Dida: Well, first of all, there were family reasons. That’s because, when my Milan contract expired, I stayed on in Italy for another year trying to find a club in England, since it was my dream to play in English football. That didn’t happen for me, as being a non-EU player made the situation even more difficult. So, after that I decided to move back to Brazil with my family. I love my country and I’d always planned to live here once I'd retired from football. But then an offer came along and I signed a contract. I had the opportunity to join Portuguesa and play in the Brazilian top flight. Now I’m just hoping to keep that going.
You've had a long and successful career so far, which has featured many games for A Seleção and being part of the squad at three FIFA World Cups™, one of which was won. Looking back, how can you describe an experience like that?
Your first World Cup definitely leaves it mark on you. You have to ready to do what’s necessary to help your team-mates. I know that I wasn’t directly involved in [France] 1998, because I was just training and sitting on the bench, but even so you can still make a big contribution to the squad. The same thing happened the second time too, in Japan and South Korea [in 2002]. When you win a World Cup, even as a substitute, it’s a huge thrill. It makes you even more motivated to be part of A Seleção and to represent your country.
Playing at a World Cup is a unique experience for any player, and I’m thankful to God for having achieved that.
Even though Brazil were unable to defend their crown at Germany 2006, it must have been a very special feeling to take part, right?
It’s something you can’t put into words. Just being there, playing your part. It was something I’d dreamed about since I was little. Of course I’d participated in other competitions and travelled to other World Cups, but I’d always been on the bench [at the World Cups]. So, it was like a dream come true. Unfortunately we weren’t able to become world champions, but I think playing at a World Cup is a unique experience for any player, and I’m thankful to God for having achieved that.
Is it true that when you were a child you set up a team named after Rio de Janeiro giants Flamengo?

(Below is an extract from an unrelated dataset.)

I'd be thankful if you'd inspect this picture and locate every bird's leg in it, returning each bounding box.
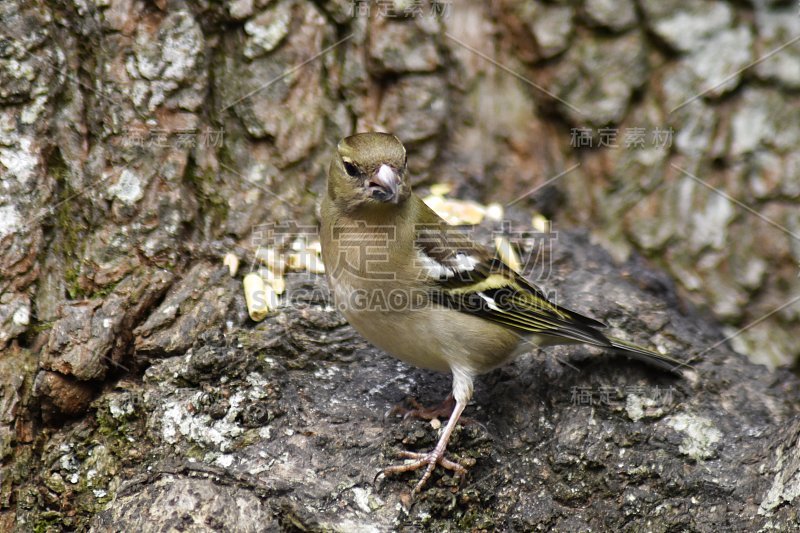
[389,393,456,421]
[383,397,468,494]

It wasn’t just me who organised that team; my brothers were involved too as well as other people from my city. The team was called Flamenguinho (little Flamengo) and it was pretty much the first side I played for, all that time ago. We probably chose that name because we were all Flamengo fans: we all really liked Fla. I can remember going and knocking on the doors of each of the players to get a team together so we could play in tournaments. We won some and lost others, but I think that was the starting point of my footballing career. That’s because, before that, I’d only ever played on the patch of land behind my house or in a few games of futsal.
Which goalkeepers most inspired you?
One of my heroes was [Rinat] Dasaev. I saw him play at the World Cup and he was a great keeper – he used to make incredible saves. You’ve got Taffarel too, who I watched play for A Seleção for a long time and I later even had the opportunity to work alongside him at several competitions. He was a great friend to me. I think that [training with Taffarel] had a huge contribution on my development and my growth as a player.
One of your main qualities has always been your penalty-saving ability. Can you tell us the secret to coming out on top in those situations?
It’s all about preparation. You need to train well on a daily basis, be happy in yourself and always stay fully focused. I think that everything you work on helps. I really enjoy being able to help my team on those occasions, because it’s not easy for [outfield] players to handle the pressure, particular when it’s a shoot-out. I don’t think that keepers have as much responsibility on their shoulders as the other players at times like those, but we're still expected to do something. With God’s help I’ve been very dedicated throughout my career, and I still am today, so I’m able to do a good job. I don’t think it’s any different when it comes to penalties. You have to be focused if you want to save as many penalties as possible.